LA JOLLA— (August 4, 2022) Mitochondria are known as cells’ powerhouses, but mounting evidence suggests they also play a role in inflammation. Scientists from the Salk Institute and UC San Diego published new findings in Immunity on August 2, 2022, where they examined human blood cells and discovered a surprising link between mitochondria, inflammation and DNMT3A and TET2—two genes that normally help regulate blood cell growth but, when mutated, are associated with an increased risk of atherosclerosis.

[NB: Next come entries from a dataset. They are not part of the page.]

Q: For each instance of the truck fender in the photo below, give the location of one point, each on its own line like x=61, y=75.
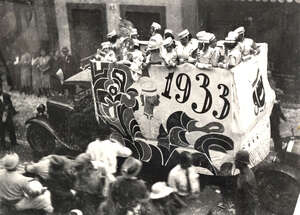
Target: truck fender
x=45, y=124
x=280, y=168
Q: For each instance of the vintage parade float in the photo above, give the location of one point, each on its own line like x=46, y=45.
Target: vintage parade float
x=211, y=113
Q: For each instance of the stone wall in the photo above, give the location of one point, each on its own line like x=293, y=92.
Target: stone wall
x=178, y=13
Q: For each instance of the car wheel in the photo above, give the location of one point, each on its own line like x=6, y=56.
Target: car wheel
x=278, y=192
x=40, y=140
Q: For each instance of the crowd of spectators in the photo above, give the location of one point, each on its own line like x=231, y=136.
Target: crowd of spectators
x=36, y=73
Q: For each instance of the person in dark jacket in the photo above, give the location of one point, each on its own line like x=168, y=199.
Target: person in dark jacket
x=275, y=117
x=246, y=193
x=128, y=195
x=61, y=183
x=7, y=112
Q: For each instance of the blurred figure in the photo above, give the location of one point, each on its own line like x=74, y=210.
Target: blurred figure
x=7, y=112
x=275, y=117
x=69, y=67
x=128, y=194
x=55, y=81
x=91, y=183
x=247, y=194
x=19, y=191
x=61, y=183
x=25, y=70
x=165, y=201
x=41, y=74
x=134, y=34
x=107, y=150
x=183, y=178
x=187, y=49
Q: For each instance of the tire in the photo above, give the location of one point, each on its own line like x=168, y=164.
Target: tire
x=278, y=192
x=40, y=140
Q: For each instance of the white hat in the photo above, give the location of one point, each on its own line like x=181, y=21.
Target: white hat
x=183, y=34
x=220, y=43
x=11, y=161
x=153, y=45
x=167, y=42
x=231, y=37
x=156, y=26
x=240, y=30
x=201, y=34
x=136, y=42
x=76, y=212
x=168, y=31
x=131, y=167
x=149, y=88
x=160, y=190
x=112, y=34
x=133, y=32
x=105, y=45
x=35, y=187
x=135, y=68
x=211, y=37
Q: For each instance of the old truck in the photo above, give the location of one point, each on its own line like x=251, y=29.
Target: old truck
x=210, y=113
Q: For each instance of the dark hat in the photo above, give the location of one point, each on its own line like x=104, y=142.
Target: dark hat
x=131, y=167
x=242, y=156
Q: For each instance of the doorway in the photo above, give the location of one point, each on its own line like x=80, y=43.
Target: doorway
x=88, y=27
x=143, y=16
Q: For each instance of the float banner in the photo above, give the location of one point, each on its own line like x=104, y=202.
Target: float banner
x=184, y=108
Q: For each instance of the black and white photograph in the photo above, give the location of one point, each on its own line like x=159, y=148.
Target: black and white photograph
x=149, y=107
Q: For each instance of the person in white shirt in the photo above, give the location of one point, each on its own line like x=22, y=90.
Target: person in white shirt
x=183, y=178
x=169, y=53
x=187, y=48
x=155, y=35
x=247, y=45
x=107, y=151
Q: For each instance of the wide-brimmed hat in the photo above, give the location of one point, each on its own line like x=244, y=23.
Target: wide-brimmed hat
x=240, y=30
x=57, y=161
x=35, y=187
x=112, y=34
x=133, y=32
x=242, y=156
x=136, y=42
x=105, y=45
x=149, y=88
x=211, y=37
x=168, y=31
x=160, y=190
x=11, y=161
x=153, y=45
x=183, y=34
x=131, y=167
x=65, y=49
x=231, y=37
x=201, y=34
x=156, y=26
x=168, y=42
x=135, y=68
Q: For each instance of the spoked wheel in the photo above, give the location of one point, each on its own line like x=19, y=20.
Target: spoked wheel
x=40, y=140
x=278, y=192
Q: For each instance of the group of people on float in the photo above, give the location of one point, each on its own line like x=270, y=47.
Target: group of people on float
x=204, y=51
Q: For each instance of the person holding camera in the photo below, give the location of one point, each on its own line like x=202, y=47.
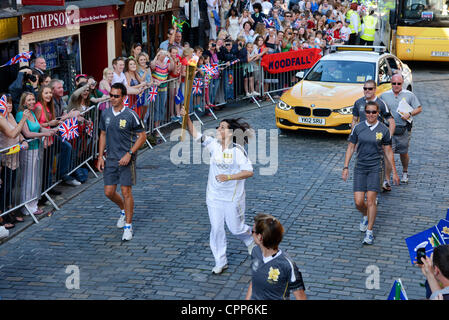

“We found that the genes DNMT3A and TET2, in addition to their normal job of altering chemical tags to regulate DNA, directly activate expression of a gene involved in mitochondrial inflammatory pathways, which hints at a new molecular target for atherosclerosis therapeutics,” says Gerald Shadel, co-senior author, Salk professor and director of the San Diego Nathan Shock Center of Excellence in the Basic Biology of Aging.
The study started when researchers at UC San Diego noted a specific inflammatory response while investigating the roles of DNMT3A and TET2 mutations in clonal hematopoiesis—when mutated immature blood cells give rise to a population of mature blood cells with identical mutations. They reported that abnormal inflammatory signaling was also related to DNMT3A and TET2 deficiency in blood cells that play a major role in inflammation response that promotes the progression of atherosclerosis.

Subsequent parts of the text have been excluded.